Dates are given according to contemporary sources that foll
owed the Julian calendar in use at the time. With the adoption of the Gregorian Calendar in 1752, account should be taken of the fact that these dates do not match with the exact dates of our current calendar. The difference between the two calendars in the fifteenth century is nine days, so the Battle of Bosworth, while fought on 22 August in 1485, would have actually been 31 August in our contemporary calendar.
PROLOGUE
7 August 1485
As the sun lowered beneath the horizon across the Milford estuary, a flotilla of thirty ships drifted across the mouth of the Haven, their sails billowed by a soft southern breeze. It had been a week since the fleet had sailed from the shelter of the Seine at Honfleur, but the ships had made fast progress in the balmy August weather. Onboard, sharpening their battle axes, knives and swords, over 3,000 men waited.
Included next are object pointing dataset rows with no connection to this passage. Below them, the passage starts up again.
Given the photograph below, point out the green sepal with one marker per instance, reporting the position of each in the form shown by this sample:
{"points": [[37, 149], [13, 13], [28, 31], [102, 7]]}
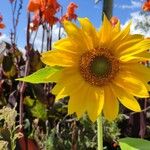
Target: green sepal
{"points": [[41, 76], [134, 144]]}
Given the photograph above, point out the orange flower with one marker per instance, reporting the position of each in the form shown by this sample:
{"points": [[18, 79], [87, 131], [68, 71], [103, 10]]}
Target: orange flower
{"points": [[146, 6], [34, 5], [35, 22], [2, 25], [113, 20], [46, 8], [70, 14]]}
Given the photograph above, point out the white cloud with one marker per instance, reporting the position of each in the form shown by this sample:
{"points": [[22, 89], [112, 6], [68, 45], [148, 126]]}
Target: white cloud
{"points": [[5, 38], [134, 5], [140, 24], [38, 40]]}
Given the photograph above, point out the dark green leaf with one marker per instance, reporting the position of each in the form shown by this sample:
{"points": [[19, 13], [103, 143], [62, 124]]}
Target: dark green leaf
{"points": [[134, 144]]}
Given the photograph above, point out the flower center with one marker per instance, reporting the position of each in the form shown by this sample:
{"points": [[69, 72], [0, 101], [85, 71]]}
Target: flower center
{"points": [[99, 66]]}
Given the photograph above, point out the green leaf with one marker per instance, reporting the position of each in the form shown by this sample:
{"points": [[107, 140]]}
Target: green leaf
{"points": [[38, 109], [40, 76], [134, 144]]}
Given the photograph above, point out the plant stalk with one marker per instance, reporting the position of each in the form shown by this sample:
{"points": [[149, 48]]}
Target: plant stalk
{"points": [[99, 133]]}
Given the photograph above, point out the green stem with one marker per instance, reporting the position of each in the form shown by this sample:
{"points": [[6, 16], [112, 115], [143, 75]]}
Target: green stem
{"points": [[100, 133]]}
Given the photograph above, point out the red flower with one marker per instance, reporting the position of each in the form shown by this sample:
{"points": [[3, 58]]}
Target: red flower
{"points": [[146, 6], [46, 8], [35, 22], [70, 14], [113, 20], [11, 1]]}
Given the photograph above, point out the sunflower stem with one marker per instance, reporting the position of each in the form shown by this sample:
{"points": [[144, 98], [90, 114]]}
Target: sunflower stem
{"points": [[100, 132]]}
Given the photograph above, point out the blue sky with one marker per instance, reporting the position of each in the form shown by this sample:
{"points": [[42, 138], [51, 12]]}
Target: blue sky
{"points": [[123, 9]]}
They included a rabble of 2,000 Breton and French soldiers, many only recently released from prison, ‘the worst sort’, ‘raised out of the refuse of the people’, 1,000 Scottish troops and 400 Englishmen whose last sight of their country had been two years previously, when they had fled in fear of their lives.
The ships entered the entrance of the estuary where looking leftwards, the dark red sandstone cliffs, several hundred feet in height and impossible to scale, gave way to a small cove, hidden from sight from the cliffs above. High tide had passed an hour previously, allowing the ships to creep silently to the edge of the narrow shoreline for the troops to disembark. At first the Frenchmen seemed reluctant to move, fearful of what might be waiting on shore. Yet there seemed to be little sign of armed resistance, no troops shadowing the cliffs or boats patrolling the haven, in spite of reports that the previous year a company of men had been stationed there, ready to sound the alarm in case of invasion.